Dysphagia requiring dilation may occur in up to 50% of patients after esophagectomy. Data from uncontrolled studies show generally good response to esophagectomy, with symptom improvement in over 80% of patients with end-stage achalasia; mortality ranges between 0 and 5.4%. There is a paucity of studies comparing the two main approaches to esophagectomy, ie., gastric or colonic interposition. However, a recent extensive review on this topic found that gastric interposition is the first choice of therapy in the majority of patients undergoing esophagectomy.

Emerging Therapies

Even though the present day treatments for achalasia are somewhat effective, PD is critically associated with a perforation risk of 1.9%, while myotomy still requires laparoscopy and dissection of the EGJ. This, inter alia, led to developing hybrid techniques that incorporate an endoscopic approach with principles of NOTES (natural orifice transluminal endoscopic surgery) to perform a myotomy. This technique was developed in Japan and is termed POEM (peroral esophageal myotomy)(85). The procedure requires the creation of a submucosal plane using a forward-viewing endoscope with a distal transparent cap to access the circular muscle fibers for performance of the myotomy.

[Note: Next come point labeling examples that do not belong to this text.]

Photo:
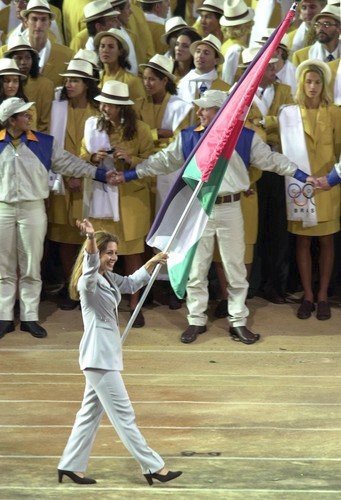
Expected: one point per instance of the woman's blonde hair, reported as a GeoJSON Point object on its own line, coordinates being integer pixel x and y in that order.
{"type": "Point", "coordinates": [300, 96]}
{"type": "Point", "coordinates": [102, 240]}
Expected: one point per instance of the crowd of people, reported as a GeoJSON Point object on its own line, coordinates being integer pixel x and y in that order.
{"type": "Point", "coordinates": [129, 85]}
{"type": "Point", "coordinates": [101, 102]}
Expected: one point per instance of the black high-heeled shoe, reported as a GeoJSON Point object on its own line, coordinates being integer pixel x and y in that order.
{"type": "Point", "coordinates": [74, 477]}
{"type": "Point", "coordinates": [163, 478]}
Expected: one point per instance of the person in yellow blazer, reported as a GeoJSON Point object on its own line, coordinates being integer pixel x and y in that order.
{"type": "Point", "coordinates": [327, 46]}
{"type": "Point", "coordinates": [37, 88]}
{"type": "Point", "coordinates": [121, 141]}
{"type": "Point", "coordinates": [156, 12]}
{"type": "Point", "coordinates": [320, 124]}
{"type": "Point", "coordinates": [113, 52]}
{"type": "Point", "coordinates": [11, 85]}
{"type": "Point", "coordinates": [73, 105]}
{"type": "Point", "coordinates": [138, 25]}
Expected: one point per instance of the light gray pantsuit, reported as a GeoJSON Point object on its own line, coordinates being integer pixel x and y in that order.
{"type": "Point", "coordinates": [105, 392]}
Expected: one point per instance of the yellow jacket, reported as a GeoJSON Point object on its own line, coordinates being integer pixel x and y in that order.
{"type": "Point", "coordinates": [134, 83]}
{"type": "Point", "coordinates": [41, 91]}
{"type": "Point", "coordinates": [134, 196]}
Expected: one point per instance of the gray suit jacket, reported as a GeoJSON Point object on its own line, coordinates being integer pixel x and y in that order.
{"type": "Point", "coordinates": [101, 346]}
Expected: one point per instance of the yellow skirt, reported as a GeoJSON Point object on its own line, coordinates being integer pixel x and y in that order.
{"type": "Point", "coordinates": [124, 247]}
{"type": "Point", "coordinates": [321, 229]}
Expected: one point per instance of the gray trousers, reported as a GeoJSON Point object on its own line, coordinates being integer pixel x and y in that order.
{"type": "Point", "coordinates": [105, 391]}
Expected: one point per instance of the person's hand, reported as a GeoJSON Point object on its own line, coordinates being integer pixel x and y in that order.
{"type": "Point", "coordinates": [74, 185]}
{"type": "Point", "coordinates": [164, 133]}
{"type": "Point", "coordinates": [98, 157]}
{"type": "Point", "coordinates": [121, 154]}
{"type": "Point", "coordinates": [322, 183]}
{"type": "Point", "coordinates": [159, 258]}
{"type": "Point", "coordinates": [85, 226]}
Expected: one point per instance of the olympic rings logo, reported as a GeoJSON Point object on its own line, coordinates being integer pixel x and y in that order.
{"type": "Point", "coordinates": [301, 195]}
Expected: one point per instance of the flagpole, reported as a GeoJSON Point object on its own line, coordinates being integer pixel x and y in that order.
{"type": "Point", "coordinates": [158, 266]}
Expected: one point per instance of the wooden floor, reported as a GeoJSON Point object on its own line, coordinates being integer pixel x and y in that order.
{"type": "Point", "coordinates": [242, 422]}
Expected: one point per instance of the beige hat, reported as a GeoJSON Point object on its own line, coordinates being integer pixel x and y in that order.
{"type": "Point", "coordinates": [10, 67]}
{"type": "Point", "coordinates": [314, 62]}
{"type": "Point", "coordinates": [213, 42]}
{"type": "Point", "coordinates": [236, 12]}
{"type": "Point", "coordinates": [41, 6]}
{"type": "Point", "coordinates": [114, 92]}
{"type": "Point", "coordinates": [211, 99]}
{"type": "Point", "coordinates": [87, 55]}
{"type": "Point", "coordinates": [97, 9]}
{"type": "Point", "coordinates": [161, 63]}
{"type": "Point", "coordinates": [284, 43]}
{"type": "Point", "coordinates": [11, 106]}
{"type": "Point", "coordinates": [249, 54]}
{"type": "Point", "coordinates": [114, 33]}
{"type": "Point", "coordinates": [212, 6]}
{"type": "Point", "coordinates": [16, 43]}
{"type": "Point", "coordinates": [331, 10]}
{"type": "Point", "coordinates": [173, 25]}
{"type": "Point", "coordinates": [79, 69]}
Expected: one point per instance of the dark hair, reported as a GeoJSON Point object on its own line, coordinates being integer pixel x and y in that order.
{"type": "Point", "coordinates": [194, 37]}
{"type": "Point", "coordinates": [20, 93]}
{"type": "Point", "coordinates": [92, 91]}
{"type": "Point", "coordinates": [35, 70]}
{"type": "Point", "coordinates": [170, 85]}
{"type": "Point", "coordinates": [129, 119]}
{"type": "Point", "coordinates": [122, 58]}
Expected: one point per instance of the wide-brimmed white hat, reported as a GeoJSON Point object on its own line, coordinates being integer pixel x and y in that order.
{"type": "Point", "coordinates": [11, 106]}
{"type": "Point", "coordinates": [114, 33]}
{"type": "Point", "coordinates": [306, 65]}
{"type": "Point", "coordinates": [331, 10]}
{"type": "Point", "coordinates": [79, 69]}
{"type": "Point", "coordinates": [236, 12]}
{"type": "Point", "coordinates": [213, 42]}
{"type": "Point", "coordinates": [10, 67]}
{"type": "Point", "coordinates": [97, 9]}
{"type": "Point", "coordinates": [284, 43]}
{"type": "Point", "coordinates": [161, 63]}
{"type": "Point", "coordinates": [211, 99]}
{"type": "Point", "coordinates": [17, 43]}
{"type": "Point", "coordinates": [41, 6]}
{"type": "Point", "coordinates": [114, 92]}
{"type": "Point", "coordinates": [173, 25]}
{"type": "Point", "coordinates": [212, 6]}
{"type": "Point", "coordinates": [249, 54]}
{"type": "Point", "coordinates": [87, 55]}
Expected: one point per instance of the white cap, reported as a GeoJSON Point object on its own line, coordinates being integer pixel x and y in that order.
{"type": "Point", "coordinates": [211, 99]}
{"type": "Point", "coordinates": [11, 106]}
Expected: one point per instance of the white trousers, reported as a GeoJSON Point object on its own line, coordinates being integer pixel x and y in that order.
{"type": "Point", "coordinates": [227, 225]}
{"type": "Point", "coordinates": [105, 391]}
{"type": "Point", "coordinates": [22, 232]}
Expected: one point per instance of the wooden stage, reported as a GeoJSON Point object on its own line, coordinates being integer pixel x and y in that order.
{"type": "Point", "coordinates": [242, 422]}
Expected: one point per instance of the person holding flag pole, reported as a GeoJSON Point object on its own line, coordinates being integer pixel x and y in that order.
{"type": "Point", "coordinates": [205, 200]}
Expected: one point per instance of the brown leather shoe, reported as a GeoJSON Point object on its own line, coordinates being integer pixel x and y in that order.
{"type": "Point", "coordinates": [305, 309]}
{"type": "Point", "coordinates": [191, 333]}
{"type": "Point", "coordinates": [243, 334]}
{"type": "Point", "coordinates": [323, 310]}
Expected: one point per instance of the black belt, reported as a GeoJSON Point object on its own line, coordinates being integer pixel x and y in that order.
{"type": "Point", "coordinates": [227, 198]}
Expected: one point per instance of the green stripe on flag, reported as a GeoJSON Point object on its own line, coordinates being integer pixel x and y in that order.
{"type": "Point", "coordinates": [210, 189]}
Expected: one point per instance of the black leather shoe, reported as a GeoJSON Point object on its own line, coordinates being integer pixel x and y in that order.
{"type": "Point", "coordinates": [243, 334]}
{"type": "Point", "coordinates": [221, 311]}
{"type": "Point", "coordinates": [33, 328]}
{"type": "Point", "coordinates": [191, 333]}
{"type": "Point", "coordinates": [6, 327]}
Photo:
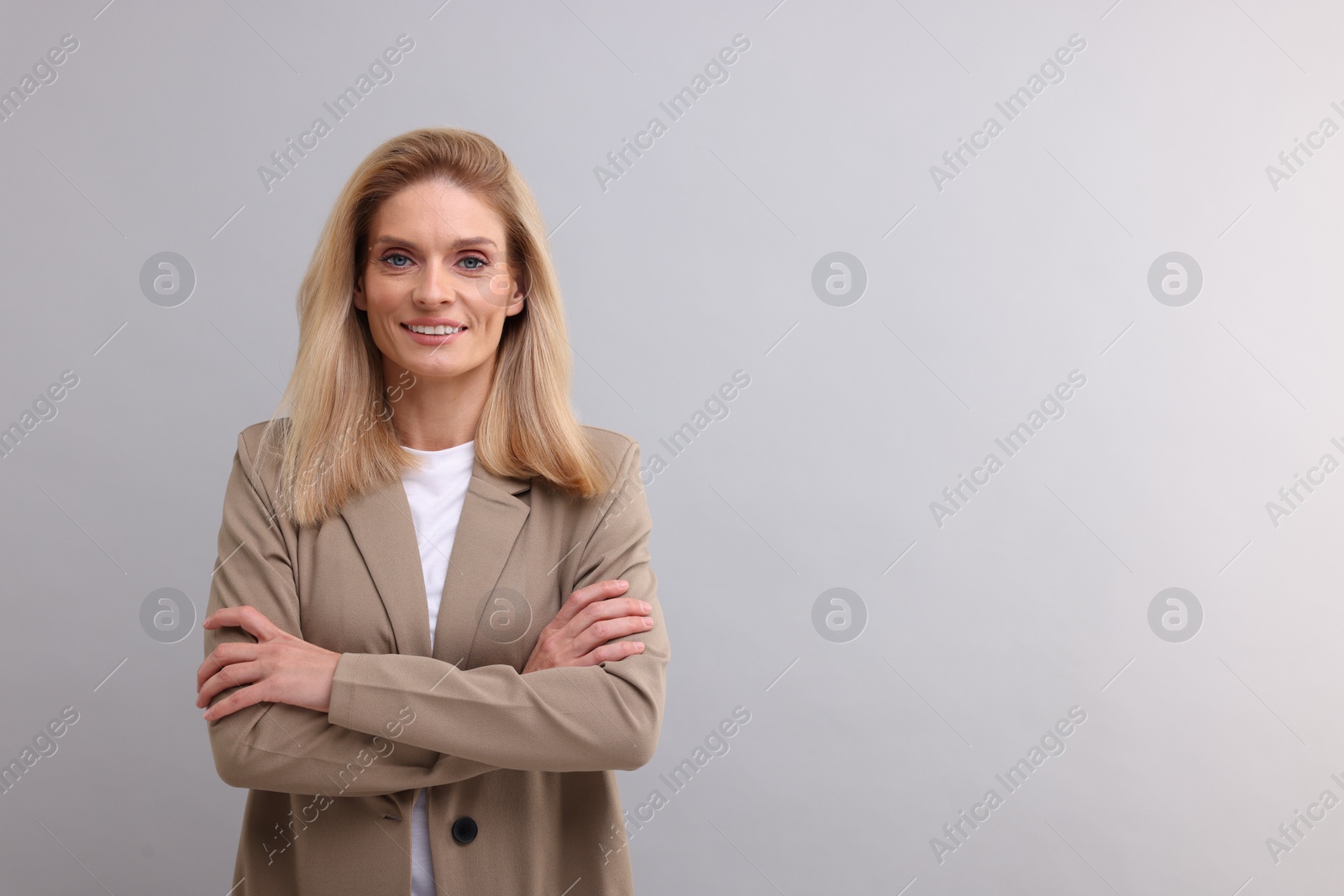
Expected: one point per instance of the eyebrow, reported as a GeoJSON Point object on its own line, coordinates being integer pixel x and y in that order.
{"type": "Point", "coordinates": [457, 244]}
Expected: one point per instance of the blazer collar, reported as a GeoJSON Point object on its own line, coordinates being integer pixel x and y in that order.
{"type": "Point", "coordinates": [382, 527]}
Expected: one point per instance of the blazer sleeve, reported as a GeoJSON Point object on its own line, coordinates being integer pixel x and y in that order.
{"type": "Point", "coordinates": [606, 716]}
{"type": "Point", "coordinates": [275, 746]}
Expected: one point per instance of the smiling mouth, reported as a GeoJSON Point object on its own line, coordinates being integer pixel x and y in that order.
{"type": "Point", "coordinates": [433, 331]}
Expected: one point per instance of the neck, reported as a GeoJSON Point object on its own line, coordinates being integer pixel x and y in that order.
{"type": "Point", "coordinates": [437, 414]}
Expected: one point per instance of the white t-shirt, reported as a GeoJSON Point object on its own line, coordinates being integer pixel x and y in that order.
{"type": "Point", "coordinates": [436, 495]}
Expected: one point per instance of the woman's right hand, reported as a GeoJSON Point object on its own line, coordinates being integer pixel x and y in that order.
{"type": "Point", "coordinates": [581, 633]}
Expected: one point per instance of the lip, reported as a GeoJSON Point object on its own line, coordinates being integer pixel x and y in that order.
{"type": "Point", "coordinates": [427, 338]}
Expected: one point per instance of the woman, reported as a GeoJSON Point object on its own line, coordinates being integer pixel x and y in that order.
{"type": "Point", "coordinates": [433, 631]}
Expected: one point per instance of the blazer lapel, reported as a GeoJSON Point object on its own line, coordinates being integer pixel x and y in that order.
{"type": "Point", "coordinates": [385, 533]}
{"type": "Point", "coordinates": [492, 517]}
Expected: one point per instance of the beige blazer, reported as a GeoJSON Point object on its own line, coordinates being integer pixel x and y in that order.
{"type": "Point", "coordinates": [521, 768]}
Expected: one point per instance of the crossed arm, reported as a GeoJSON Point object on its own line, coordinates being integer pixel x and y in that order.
{"type": "Point", "coordinates": [289, 716]}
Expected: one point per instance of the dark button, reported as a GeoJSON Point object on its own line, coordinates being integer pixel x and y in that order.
{"type": "Point", "coordinates": [464, 829]}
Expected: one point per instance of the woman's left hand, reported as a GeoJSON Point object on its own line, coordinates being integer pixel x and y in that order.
{"type": "Point", "coordinates": [279, 668]}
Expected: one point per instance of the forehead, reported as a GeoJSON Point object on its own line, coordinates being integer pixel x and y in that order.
{"type": "Point", "coordinates": [436, 214]}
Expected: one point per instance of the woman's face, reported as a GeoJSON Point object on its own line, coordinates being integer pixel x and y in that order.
{"type": "Point", "coordinates": [437, 258]}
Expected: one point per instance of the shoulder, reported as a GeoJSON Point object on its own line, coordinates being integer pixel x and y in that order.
{"type": "Point", "coordinates": [618, 452]}
{"type": "Point", "coordinates": [609, 443]}
{"type": "Point", "coordinates": [260, 456]}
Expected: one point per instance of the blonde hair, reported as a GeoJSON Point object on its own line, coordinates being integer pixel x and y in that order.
{"type": "Point", "coordinates": [338, 441]}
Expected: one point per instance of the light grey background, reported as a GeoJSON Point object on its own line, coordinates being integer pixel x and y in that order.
{"type": "Point", "coordinates": [698, 262]}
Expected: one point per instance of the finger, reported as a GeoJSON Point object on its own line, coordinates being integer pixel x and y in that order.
{"type": "Point", "coordinates": [249, 618]}
{"type": "Point", "coordinates": [223, 656]}
{"type": "Point", "coordinates": [605, 631]}
{"type": "Point", "coordinates": [586, 595]}
{"type": "Point", "coordinates": [239, 699]}
{"type": "Point", "coordinates": [612, 609]}
{"type": "Point", "coordinates": [239, 673]}
{"type": "Point", "coordinates": [613, 652]}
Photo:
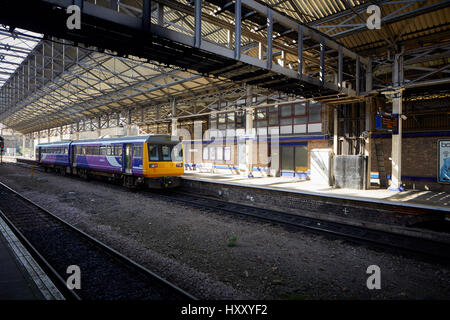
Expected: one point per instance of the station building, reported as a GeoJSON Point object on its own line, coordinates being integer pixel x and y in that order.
{"type": "Point", "coordinates": [277, 93]}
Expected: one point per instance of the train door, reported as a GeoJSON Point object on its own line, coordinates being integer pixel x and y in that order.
{"type": "Point", "coordinates": [294, 161]}
{"type": "Point", "coordinates": [128, 159]}
{"type": "Point", "coordinates": [74, 155]}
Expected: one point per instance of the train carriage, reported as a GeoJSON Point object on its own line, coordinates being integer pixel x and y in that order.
{"type": "Point", "coordinates": [55, 155]}
{"type": "Point", "coordinates": [153, 160]}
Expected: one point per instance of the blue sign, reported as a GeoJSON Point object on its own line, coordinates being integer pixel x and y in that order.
{"type": "Point", "coordinates": [444, 161]}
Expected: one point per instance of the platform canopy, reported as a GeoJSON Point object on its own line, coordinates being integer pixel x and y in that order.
{"type": "Point", "coordinates": [50, 82]}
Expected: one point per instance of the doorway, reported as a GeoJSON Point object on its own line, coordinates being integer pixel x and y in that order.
{"type": "Point", "coordinates": [294, 161]}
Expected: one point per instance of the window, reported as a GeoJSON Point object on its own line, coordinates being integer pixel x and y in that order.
{"type": "Point", "coordinates": [314, 114]}
{"type": "Point", "coordinates": [165, 152]}
{"type": "Point", "coordinates": [153, 154]}
{"type": "Point", "coordinates": [286, 110]}
{"type": "Point", "coordinates": [227, 153]}
{"type": "Point", "coordinates": [212, 153]}
{"type": "Point", "coordinates": [273, 119]}
{"type": "Point", "coordinates": [261, 114]}
{"type": "Point", "coordinates": [219, 153]}
{"type": "Point", "coordinates": [300, 109]}
{"type": "Point", "coordinates": [240, 120]}
{"type": "Point", "coordinates": [177, 153]}
{"type": "Point", "coordinates": [118, 150]}
{"type": "Point", "coordinates": [137, 151]}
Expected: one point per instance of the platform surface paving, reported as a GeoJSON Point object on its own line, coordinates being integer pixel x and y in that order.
{"type": "Point", "coordinates": [419, 198]}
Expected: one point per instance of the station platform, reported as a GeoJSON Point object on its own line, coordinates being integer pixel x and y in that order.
{"type": "Point", "coordinates": [21, 278]}
{"type": "Point", "coordinates": [375, 208]}
{"type": "Point", "coordinates": [420, 198]}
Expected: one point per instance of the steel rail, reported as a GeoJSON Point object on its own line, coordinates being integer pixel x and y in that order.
{"type": "Point", "coordinates": [427, 248]}
{"type": "Point", "coordinates": [108, 250]}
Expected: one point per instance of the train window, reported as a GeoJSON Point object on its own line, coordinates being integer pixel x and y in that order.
{"type": "Point", "coordinates": [212, 153]}
{"type": "Point", "coordinates": [118, 150]}
{"type": "Point", "coordinates": [153, 154]}
{"type": "Point", "coordinates": [165, 152]}
{"type": "Point", "coordinates": [137, 151]}
{"type": "Point", "coordinates": [177, 153]}
{"type": "Point", "coordinates": [219, 153]}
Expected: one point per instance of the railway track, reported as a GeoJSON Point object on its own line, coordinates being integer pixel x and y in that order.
{"type": "Point", "coordinates": [105, 273]}
{"type": "Point", "coordinates": [392, 242]}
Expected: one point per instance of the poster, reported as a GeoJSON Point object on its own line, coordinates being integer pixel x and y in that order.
{"type": "Point", "coordinates": [444, 161]}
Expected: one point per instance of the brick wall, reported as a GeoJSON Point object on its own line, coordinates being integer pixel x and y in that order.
{"type": "Point", "coordinates": [419, 162]}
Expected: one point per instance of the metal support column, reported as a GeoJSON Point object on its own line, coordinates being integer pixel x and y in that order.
{"type": "Point", "coordinates": [368, 140]}
{"type": "Point", "coordinates": [237, 30]}
{"type": "Point", "coordinates": [250, 134]}
{"type": "Point", "coordinates": [396, 156]}
{"type": "Point", "coordinates": [174, 119]}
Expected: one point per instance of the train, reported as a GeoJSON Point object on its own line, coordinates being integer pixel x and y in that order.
{"type": "Point", "coordinates": [154, 161]}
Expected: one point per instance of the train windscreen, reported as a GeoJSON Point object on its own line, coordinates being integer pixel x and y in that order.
{"type": "Point", "coordinates": [165, 152]}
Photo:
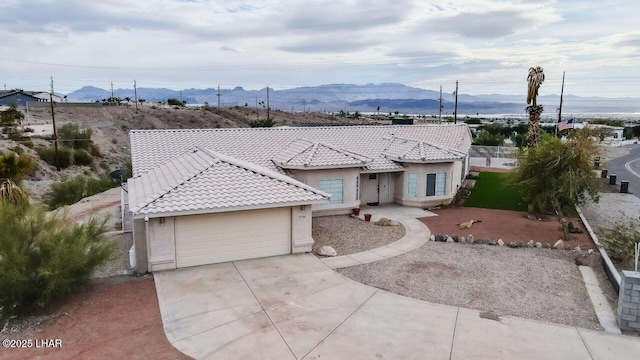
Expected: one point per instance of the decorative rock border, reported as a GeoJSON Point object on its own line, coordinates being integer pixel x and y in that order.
{"type": "Point", "coordinates": [558, 245]}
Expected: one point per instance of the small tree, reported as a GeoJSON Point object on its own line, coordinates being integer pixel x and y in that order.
{"type": "Point", "coordinates": [556, 173]}
{"type": "Point", "coordinates": [9, 120]}
{"type": "Point", "coordinates": [45, 257]}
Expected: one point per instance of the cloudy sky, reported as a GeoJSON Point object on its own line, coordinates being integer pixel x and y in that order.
{"type": "Point", "coordinates": [488, 46]}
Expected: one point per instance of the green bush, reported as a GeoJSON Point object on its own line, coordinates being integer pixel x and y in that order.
{"type": "Point", "coordinates": [15, 167]}
{"type": "Point", "coordinates": [70, 190]}
{"type": "Point", "coordinates": [48, 155]}
{"type": "Point", "coordinates": [45, 257]}
{"type": "Point", "coordinates": [71, 136]}
{"type": "Point", "coordinates": [82, 157]}
{"type": "Point", "coordinates": [620, 241]}
{"type": "Point", "coordinates": [66, 192]}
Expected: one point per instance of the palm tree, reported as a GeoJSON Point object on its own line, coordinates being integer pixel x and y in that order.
{"type": "Point", "coordinates": [535, 79]}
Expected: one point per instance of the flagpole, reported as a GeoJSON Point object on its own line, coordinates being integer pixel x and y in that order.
{"type": "Point", "coordinates": [560, 109]}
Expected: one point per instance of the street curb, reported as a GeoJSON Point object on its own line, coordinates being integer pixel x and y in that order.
{"type": "Point", "coordinates": [607, 264]}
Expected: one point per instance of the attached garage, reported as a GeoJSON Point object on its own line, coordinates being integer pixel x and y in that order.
{"type": "Point", "coordinates": [230, 236]}
{"type": "Point", "coordinates": [205, 208]}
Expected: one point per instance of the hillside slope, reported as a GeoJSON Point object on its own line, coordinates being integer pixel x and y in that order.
{"type": "Point", "coordinates": [110, 127]}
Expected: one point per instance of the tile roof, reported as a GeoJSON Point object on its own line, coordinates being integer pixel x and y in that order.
{"type": "Point", "coordinates": [152, 148]}
{"type": "Point", "coordinates": [407, 150]}
{"type": "Point", "coordinates": [201, 181]}
{"type": "Point", "coordinates": [305, 154]}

An endoscopic submucosal dissection knife is used to dissect the plane and also cut the muscle over a minimum length of 6 cm into the esophagus and 2 cm below the squamocolumnar junction onto the cardia. Overall, the success rate, defined by an improvement in symptoms and no requirement of additional medical or surgical treatment, in prospective cohorts have been >90% ((86,87,88)), and this does appear to have promise as an alternative to the laparoscopic approach. Randomized prospective comparison trials with standard laparoscopic myotomy and/or PD are needed and POEM should only be performed in the context of clinical trials with the understanding that other effective well-studied alternatives are available.